We compared baseline demographics and disease characteristics between patients who remained NAB negative or became positive for NAB (titer ≥20) during 2 years of IFN-β-1a treatment in the phase III trial. There was no relation between NAB and gender, age at study entry, duration of disease, EDSS, prestudy relapse rate, weeks from last relapse to study entry, time to do the 25-foot walk, T2 lesion load at study entry, Gd-enhancing status at study entry, CSF leukocyte count at study entry, or CSF immunoglobulin (Ig)G index at study entry. The only statistically significant difference was in age at diagnosis, with patients who developed NAB being slightly older (mean, 33.1 years versus 28.9 years; p = 0.034).

Discussion. The current results provide evidence that NAB directed against IFN-β-1a have in vivo biological consequences in patients with MS. The development of NAB to IFN-β-1a was associated with decreased in vivo biological response to interferon (i.e., decreased induction of serum neopterin and β-2 microglobulin) and a trend toward decreased treatment effect on an MRI measure of disease activity. In contrast, there was no evidence that nonneutralizing antibodies had any effect on in vivo responsiveness to IFN-β-1a injections. These findings are understandable in light of the biological mechanisms of action of IFN-β. Binding to cellular IFN receptors is necessary and sufficient to trigger an intracellular signaling cascade that results in expression of IFN-inducible genes. Inhibiting the binding of IFN-β to cellular receptors can be expected to abrogate the cellular response to IFN-β and to subsequent downstream effects on viral resistance, cellular proliferation, and immunologic responsiveness, and ultimately the more distal effects on the autoimmune disease process. The latter was demonstrated in this study by higher MRI activity in patients who developed NAB to IFN-β-1a compared to those who did not.
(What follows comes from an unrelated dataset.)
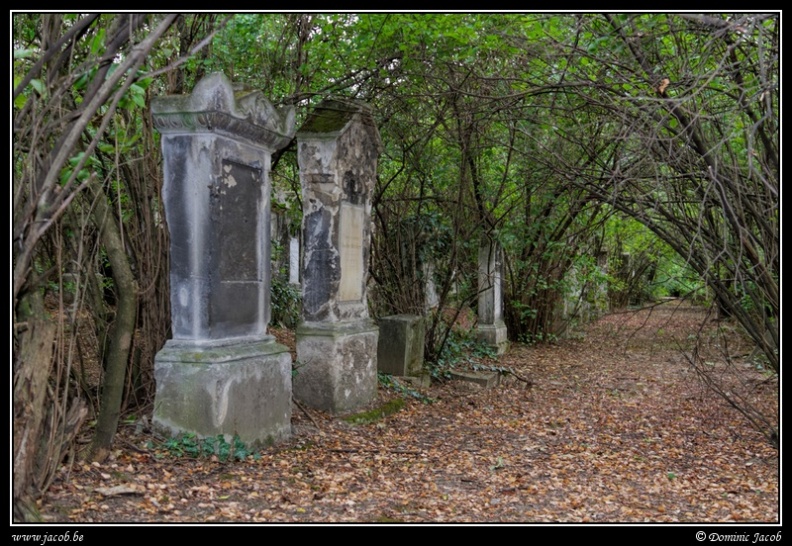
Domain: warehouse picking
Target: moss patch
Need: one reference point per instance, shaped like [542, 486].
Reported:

With IFN-β-1a treatment, the incidence of NAB formation has been significantly lower during the phase IV safety extension study than was seen during the phase III trial. Following the phase III study, the manufacturing process was modified to reduce the amount of IFN-β-1a aggregates in the final product, which likely contributes to the lower levels of NAB formation. Improvements in process specifications with IFN-α aimed at reducing aggregates have led to a similar reduction in immunogenicity.9

This is the first report comparing the incidence of NAB in patients treated with IFN-β-1a or IFN-β-1b using the same assay. Although these patients were not randomly assigned to receive IFN-β-1a or IFN-β-1b, the patients had similar demographic and disease characteristics when they were started on IFN therapy, and chose to switch from IFN-β-1b to IFN-β-1a because of side effects or convenience. The incidence of NAB to IFN-β-1b in this study was similar to that reported in the IFN-β-1b phase III study using a different assay.6 In this study, NAB (titer ≥5) were identified in 39% of IFN-β-1b-treated patients treated for 18 months or longer, compared with 6% of patients treated with IFN-β-1a for a similar duration. The data suggest that IFN-β-1a is less immunogenic than IFN-β-1b.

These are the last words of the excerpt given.